MANCHESTER, N.H. – Republican presidential hopeful John McCain is back in New Hampshire and back embracing straight talk. And talk. And talk. And talk. Aboard his campaign bus, the Arizona senator entertains reporters with stories, answers their questions and heckles bloggers.
He's by far the most accessible of the candidates, Republican or Democratic. But McCain acknowledges there's a risk to full days on the record, without breaks to vent, decompress or even eat in private.
"I hope there's a statute of limitations on saying stupid things," McCain said on his bus last weekend between stops in Nashua and Milford.

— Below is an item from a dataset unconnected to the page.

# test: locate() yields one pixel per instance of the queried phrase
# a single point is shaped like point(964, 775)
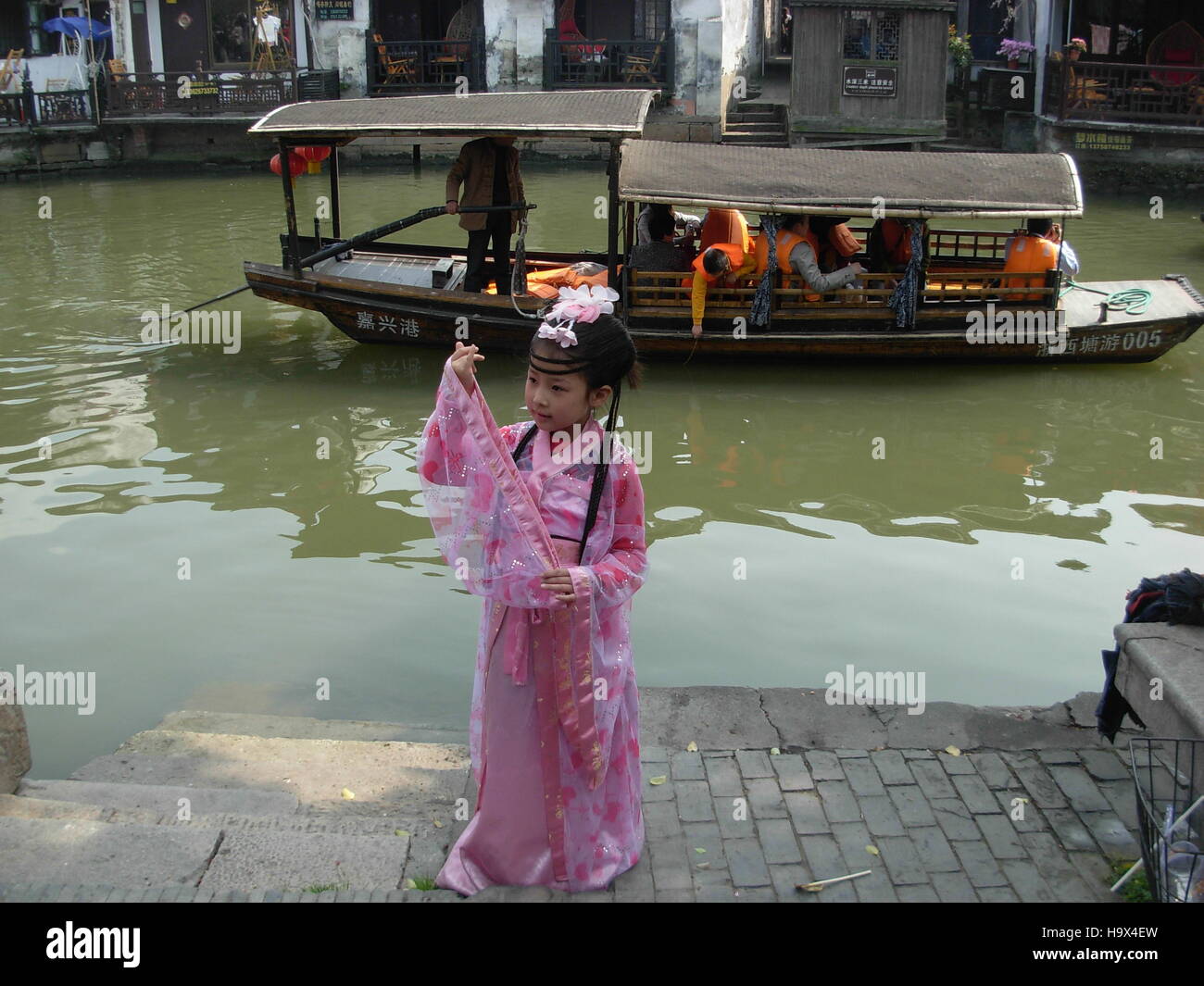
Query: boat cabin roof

Online video sites and blogs have made this cycle's campaign gaffes instantly available. Every error and every stutter that changes a meaning is now magnified — and preserved as fodder for rivals during the 10 months before the first primaries and 20 months to the general election.
"One of the reasons Republicans lost the war — excuse me, lost the election," he said in Ames, Iowa. Then, in Milford, N.H., he said, "My friends, we lost the war — we lost the election, we lost the election because of spending."

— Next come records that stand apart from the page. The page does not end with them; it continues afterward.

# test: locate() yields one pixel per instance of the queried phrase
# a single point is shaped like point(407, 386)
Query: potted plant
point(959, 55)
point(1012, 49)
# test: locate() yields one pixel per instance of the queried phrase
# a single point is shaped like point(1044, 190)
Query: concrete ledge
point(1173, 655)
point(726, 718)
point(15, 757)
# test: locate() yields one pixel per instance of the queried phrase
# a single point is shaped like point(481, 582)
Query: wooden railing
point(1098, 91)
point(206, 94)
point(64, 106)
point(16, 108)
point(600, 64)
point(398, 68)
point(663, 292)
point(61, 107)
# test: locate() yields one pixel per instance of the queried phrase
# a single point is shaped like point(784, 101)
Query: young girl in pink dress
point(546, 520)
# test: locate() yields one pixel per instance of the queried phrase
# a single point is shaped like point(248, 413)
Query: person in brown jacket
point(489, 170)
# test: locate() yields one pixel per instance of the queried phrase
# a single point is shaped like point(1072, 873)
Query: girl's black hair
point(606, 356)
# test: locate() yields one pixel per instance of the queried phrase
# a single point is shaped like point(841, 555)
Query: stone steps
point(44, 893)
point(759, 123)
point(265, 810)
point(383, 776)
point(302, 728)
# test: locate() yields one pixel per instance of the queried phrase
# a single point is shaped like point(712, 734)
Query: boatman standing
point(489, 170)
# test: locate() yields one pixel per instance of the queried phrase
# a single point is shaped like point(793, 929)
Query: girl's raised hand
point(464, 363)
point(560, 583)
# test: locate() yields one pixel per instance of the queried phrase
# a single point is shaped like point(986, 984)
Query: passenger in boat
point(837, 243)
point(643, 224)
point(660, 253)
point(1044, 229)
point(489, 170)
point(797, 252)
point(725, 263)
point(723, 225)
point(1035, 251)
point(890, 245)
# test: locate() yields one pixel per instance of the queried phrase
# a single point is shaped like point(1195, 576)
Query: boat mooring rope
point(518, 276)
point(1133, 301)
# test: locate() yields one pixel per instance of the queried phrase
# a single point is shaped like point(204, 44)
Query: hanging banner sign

Both wound up on the Web, late-night talk shows and Comedy Central's "The Daily Show with Jon Stewart."
Despite the self-inflicted wounds, McCain said he's not about to cut off his almost constant exposure to the media or would-be voters.
"I would not enjoy, in any way, the seclusion and keeping the media away," said the candidate, who sought the GOP nomination in 2000. "It just wouldn't be any fun and it's got to be fun."

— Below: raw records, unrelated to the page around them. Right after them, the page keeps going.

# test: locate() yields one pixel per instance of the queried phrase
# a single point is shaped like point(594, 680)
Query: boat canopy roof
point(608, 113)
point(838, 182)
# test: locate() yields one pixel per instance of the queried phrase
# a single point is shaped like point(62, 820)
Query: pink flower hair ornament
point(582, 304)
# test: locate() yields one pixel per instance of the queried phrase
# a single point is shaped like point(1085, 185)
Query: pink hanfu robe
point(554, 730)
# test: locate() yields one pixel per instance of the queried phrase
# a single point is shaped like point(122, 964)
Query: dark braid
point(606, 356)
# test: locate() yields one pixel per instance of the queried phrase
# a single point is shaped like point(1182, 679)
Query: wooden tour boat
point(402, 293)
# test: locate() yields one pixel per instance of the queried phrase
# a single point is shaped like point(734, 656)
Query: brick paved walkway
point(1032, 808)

In some ways, McCain doesn't have a choice.
"He raised expectations so high for his access in 2000, if all of the sudden he changed course and became less accessible and more prerecorded, then the media would jump all over him," said Dante Scala, who teaches politics at Saint Anselm College in Manchester.
McCain experienced some of what he candidly describes as "a problem with foot-in-mouth" in 2000. But he was the upstart in that year's GOP race; now he's a candidate of the Republican establishment.
Fallout from a recent question in Iowa highlights the difference. A reporter asked McCain his position on U.S. funding of condoms to fight HIV/AIDS.
"Are we on the Straight Talk Express?" McCain joked and laughed. "I'm not informed enough on it. Let me find out. You know, I'm sure I've taken a position on it on the past. I have to find out what my position was."
He asked an aide to come forward.
"Would you find out what my position is on contraception? I'm sure I'm opposed to government spending on it, I'm sure I support the president's policies on it."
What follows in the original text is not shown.